Nell’estate del ’44, l’allora direttore generale delle Ferrovie Giovanni Di Raimondo accusò l’architetto Mazzoni di aver pagato «senza contratto e senza alcuna regolante L. 300.000 alla moglie dell’architetto Piacentini improvvisatasi pittrice di alto valore per aver abbozzato “un pupazzo” per la chiesa della Stazione di Roma Termini». Viene da domandarsi: sarebbe stato scritto un attacco diretto e così feroce a un artista maschio?

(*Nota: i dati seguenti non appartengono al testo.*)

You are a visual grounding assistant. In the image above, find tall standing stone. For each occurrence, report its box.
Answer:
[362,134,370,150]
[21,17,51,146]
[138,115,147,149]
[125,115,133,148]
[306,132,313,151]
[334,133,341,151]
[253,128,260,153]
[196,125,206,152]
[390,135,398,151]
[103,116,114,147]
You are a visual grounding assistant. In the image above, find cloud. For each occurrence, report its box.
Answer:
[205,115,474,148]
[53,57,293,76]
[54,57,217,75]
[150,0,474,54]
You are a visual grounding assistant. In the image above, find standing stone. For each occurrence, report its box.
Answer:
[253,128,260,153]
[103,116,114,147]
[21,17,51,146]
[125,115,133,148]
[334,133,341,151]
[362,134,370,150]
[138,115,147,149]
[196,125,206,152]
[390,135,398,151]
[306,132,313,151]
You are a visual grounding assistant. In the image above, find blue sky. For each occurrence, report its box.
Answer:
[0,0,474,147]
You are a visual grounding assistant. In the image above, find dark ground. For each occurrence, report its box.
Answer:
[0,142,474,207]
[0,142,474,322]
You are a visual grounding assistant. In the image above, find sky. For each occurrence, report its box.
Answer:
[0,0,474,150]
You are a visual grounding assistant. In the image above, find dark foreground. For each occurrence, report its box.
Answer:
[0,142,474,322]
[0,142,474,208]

Senza concedere la dignità del nome e del cognome alla persona, umiliandola con la definizione di “moglie di”, ironizzando crudelmente sull’autorevolezza della sua arte, parlando di “improvvisazione” rimarcata nel successivo sostantivo “pupazzo” per indicare i disegni preparatori? In altre stroncature si arrivò a dire come Matilde Festa non fosse un’artista «ma una dilettante», Gino Severini affermò brutalmente che la «Signora Piacentini […] non sa niente di mosaico ed è un’artista inesistente» e un collaboratore di Mazzoni dichiarò «non mi risulta che la signora Piacentini sia una pittrice di larga fama».
«Matilde, dunque, — scrive la studiosa Bottaccin nel suo testo — colpevole innanzi tutto di essere la moglie dell’architetto di regime, oltre che di essersi arrischiata in un campo di dominio prettamente maschile, diviene il capro espiatorio usato per incastrare Mazzoni, attaccando contemporaneamente Piacentini. […] Matilde diventa la vittima sacrificale e subisce un attacco fazioso revanscista e misogino, a cui lei non ha voce per rispondere».

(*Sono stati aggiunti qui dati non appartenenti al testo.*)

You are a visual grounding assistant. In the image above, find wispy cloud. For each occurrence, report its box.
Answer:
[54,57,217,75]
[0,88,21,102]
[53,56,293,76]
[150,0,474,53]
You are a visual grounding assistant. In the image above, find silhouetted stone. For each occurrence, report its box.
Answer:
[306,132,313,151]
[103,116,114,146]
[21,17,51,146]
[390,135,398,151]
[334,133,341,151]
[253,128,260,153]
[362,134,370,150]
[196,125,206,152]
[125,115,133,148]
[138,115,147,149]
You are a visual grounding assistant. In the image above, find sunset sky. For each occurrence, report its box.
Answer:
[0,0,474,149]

È indubbio che, come moglie di Piacentini, Matilde Festa poté godere di un canale privilegiato nel campo artistico, trovò aperte molte porte, anche all’estero, fu circondata da persone influenti e giunse ai vertici sociali di allora.

Ma ha pagato un duro prezzo: l’ascesa del marito ha coinciso con lo schiacciamento e la riduzione del suo talento e del suo valore professionale nel mortificante ruolo di “moglie di”; l’ecletticità del suo percorso artistico, gli studi accademici compiuti in un periodo in cui la formazione femminile era quasi una sfida, l’ambizione di cimentarsi in campi tecnici poco frequentati dalle donne non ebbero alcun peso nei giudizi successivi, anzi. Tutto fu letto come un’inopportuna invasione di campo. E alla misoginia si aggiunse lo spirito di epurazione del dopoguerra che, paradossalmente, colpì più Matilde che Marcello.
Senza diritto di difesa né di replica, si ritirò nella dimensione privata e familiare, abbandonando l’arte. Quando morì, nel 1957, dopo anni di silenzio e di assenza dalla scena espositiva, uno scarno trafiletto sul giornale la ricordò come moglie e madre, senza alcun accenno alla carriera passata. L’oblio, continuato per molto tempo, è diventato sempre più consistente a causa della dispersione di molte opere, la ricostruzione del percorso artistico e le obiettive analisi critiche sono state colpevolmente rimandate. Fino a ora.